His confession should have thrilled me, or at least offered some kind of satisfaction. It’s what I’d been after for six months. But all I felt was rage mixed with despair. For several seconds it almost crippled me. The smile on Monato’s face set my teeth on edge. And he must have been laughing it up, knowing.

I let the anger crash through me as I lunged at Monato. He easily sidestepped my anger-fueled attack. I stumbled, and the other man reached for his gun. I went for my own, knowing he had already taken the advantage. He cocked his pistol as I fumbled to draw mine.

He went down, crumpling to the ground with a comically surprised look on his face. His eyes rolled back in his head as he hit the ground with a thud.

“You don’t fight well when you’re mad,” Billy said in his gruff voice.

He was holding a short, black baton, and smiling grimly. He reached back and swung again, even though Monato hadn’t moved an inch. Blood was already pooling behind his head.

“I think you got him,” I said.

“Just making sure.”

“He killed Colin,” I told him.

“I heard.”

“And he as he as much as killed Mary-Anne, too,” I added. “Did you know they were involved?”

“None of my business.” Billy shrugged in a way that made me think he had known.

“Why didn’t you tell me?” I wondered out loud.

“I’m just trying to make my peace. Didn’t figure you needed any more heartache.”

“You’re a better man than I am, then,” I replied. “You’d think it would make me feel at least a bit better, knowing for sure. Closure or whatever. But I don’t. I feel…empty. And still angry.”

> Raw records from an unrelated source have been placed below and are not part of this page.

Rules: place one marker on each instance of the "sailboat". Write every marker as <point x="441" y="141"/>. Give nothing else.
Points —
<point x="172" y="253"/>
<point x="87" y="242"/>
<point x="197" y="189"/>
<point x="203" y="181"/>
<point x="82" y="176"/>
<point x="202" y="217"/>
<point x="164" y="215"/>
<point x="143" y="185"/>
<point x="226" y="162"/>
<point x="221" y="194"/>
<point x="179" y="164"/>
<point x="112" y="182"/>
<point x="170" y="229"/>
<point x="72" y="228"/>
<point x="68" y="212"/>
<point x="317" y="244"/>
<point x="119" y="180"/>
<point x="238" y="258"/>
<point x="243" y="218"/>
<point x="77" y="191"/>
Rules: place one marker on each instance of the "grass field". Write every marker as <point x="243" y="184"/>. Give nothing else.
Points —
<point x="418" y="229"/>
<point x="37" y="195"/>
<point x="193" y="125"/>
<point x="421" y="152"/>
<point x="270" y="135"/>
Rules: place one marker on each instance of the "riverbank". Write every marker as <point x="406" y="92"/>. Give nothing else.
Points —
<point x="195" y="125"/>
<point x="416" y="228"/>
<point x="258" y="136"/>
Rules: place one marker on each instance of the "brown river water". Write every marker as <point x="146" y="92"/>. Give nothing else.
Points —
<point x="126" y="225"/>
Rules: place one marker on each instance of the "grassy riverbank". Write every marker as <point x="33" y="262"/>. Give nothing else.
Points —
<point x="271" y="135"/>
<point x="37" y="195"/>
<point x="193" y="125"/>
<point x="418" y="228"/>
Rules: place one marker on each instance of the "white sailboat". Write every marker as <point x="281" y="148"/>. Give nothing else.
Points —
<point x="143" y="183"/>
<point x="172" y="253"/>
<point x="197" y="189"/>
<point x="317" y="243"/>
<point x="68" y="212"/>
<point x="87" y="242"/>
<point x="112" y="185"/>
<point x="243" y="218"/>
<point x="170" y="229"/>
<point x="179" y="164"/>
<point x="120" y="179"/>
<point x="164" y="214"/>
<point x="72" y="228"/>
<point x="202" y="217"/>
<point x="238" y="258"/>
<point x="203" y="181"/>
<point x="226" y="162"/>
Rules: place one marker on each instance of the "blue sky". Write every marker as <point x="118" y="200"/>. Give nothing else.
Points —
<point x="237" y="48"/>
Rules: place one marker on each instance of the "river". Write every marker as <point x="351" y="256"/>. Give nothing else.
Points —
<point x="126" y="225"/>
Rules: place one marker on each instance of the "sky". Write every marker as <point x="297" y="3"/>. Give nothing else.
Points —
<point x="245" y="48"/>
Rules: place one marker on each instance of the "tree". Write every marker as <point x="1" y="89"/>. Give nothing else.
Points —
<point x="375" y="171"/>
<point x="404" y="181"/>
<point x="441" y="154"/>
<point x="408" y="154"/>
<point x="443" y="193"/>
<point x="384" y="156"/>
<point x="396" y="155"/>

“I’m no less pissed, either,” Billy said. “It’s been six long months for both of us. I’m sad. And mad. And this douche bag facilitated my daughter’s death. And none of that is going to disappear in one instant.”

I lost my cool for just a second.

“Then what the hell is the point of revenge?!” I yelled.

Billy chuckled at my outburst and kicked Monato’s still body.

“I’ll let you know if I figure that out before you do,” he said.

“Thanks,” I replied with just a touch of sarcasm.

The older man put his hand on my shoulder.

“You’ve got a girl locked in your room,” he reminded me gently.

The dark cloud hanging over my heart lifted marginally.

Cass.

I glanced down at Monato.

“You’ll do what needs to be done with him?” I asked.

Billy nodded, and his smile was sinister. “With pleasure.”